Fell Trees with Ease with These 7 Axes
If you’re going to be felling trees – not just splitting dried logs or rounds of wood, making kindling for a fire, or cutting off branches – you need to choose the right type of axe for it. Felling axes need to have a thin profile for deep cuts that bite big chips of wood out of the tree. They also need to be big and hefty for those high-power swings. That’s because felling a tree is hard work, and smaller axes, with less heft in their axehead and less punch behind each swing, just aren’t very practical for bigger trees (especially when they’re hardwoods). This is an in-depth guide to the best felling axes you can find on the market and order from almost any part of the United States or beyond.
These are my top 7 best felling axes in 2019 – these are easy enough to get at a lot of retailers or order through Amazon. I judged them based on price, build quality, size, and of course – how well they fell trees.
At the bottom of the article you can find a buyer’s guide where I write about how to choose and use a felling axe. If you don’t know anything about felling axes, I recommend starting there. Ok, that’s all, let’s get into it!
Top 7 Felling Axes for the Money
The Gransfors Bruks American felling axe is one of the cream of the crop of felling axes. While not as large as some felling axes on the market (it comes in at a length of 31 inches or 79 cm), the ultra-sharp bite of the hand-forged 3.3 lb axehead (with a total axe weight of 5.5 lbs) allows you to fell even very large hardwoods, and make short work out of softer resinous trees such as pine and spruce. People have reported felling large maple trees with this straight out of the box, without it noticeably losing its edge.
It takes and holds a sharp edge very well, and its 31-inch straight handle gives you the most efficient power per swing (curved handles are fine, but make you exert slightly more with each swing to put the same amount of force into it). If anything breaks, Gransfors Bruks provides a 20-year guarantee on each axe, as well as a copy of its “axe book” – a manual of how to handle and care for your axes. That’s not to mention the full-grain, exquisitely-crafted leather sheath that it comes with. Those are all nice extras. But the axe simply does its work perfectly – it’s an example of the best craftsmanship. Grain orientation on the American hickory handle has been reported as being consistently straight, which makes me think that their quality control is stringent and that they don’t let any axe handles with wonky grain orientation through to be sold.

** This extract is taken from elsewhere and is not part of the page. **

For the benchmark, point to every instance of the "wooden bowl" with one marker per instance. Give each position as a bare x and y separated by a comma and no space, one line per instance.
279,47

This is one of the more expensive open-market felling axes for good reason. You’ll simply most likely never have to buy another felling axe again, and will be able to go through trees with ease. The steel of the axehead is hand-made, and has something which is so important in an axe – it both takes and holds an edge well, for a long time. No sharpening necessary after a single tree or two. The price is the main obstacle for many, though, but it’s clear that this is a premium tool – you get what you pay for! If you can afford it and appreciate a fine tool, I highly recommend the Gransfors American felling axe.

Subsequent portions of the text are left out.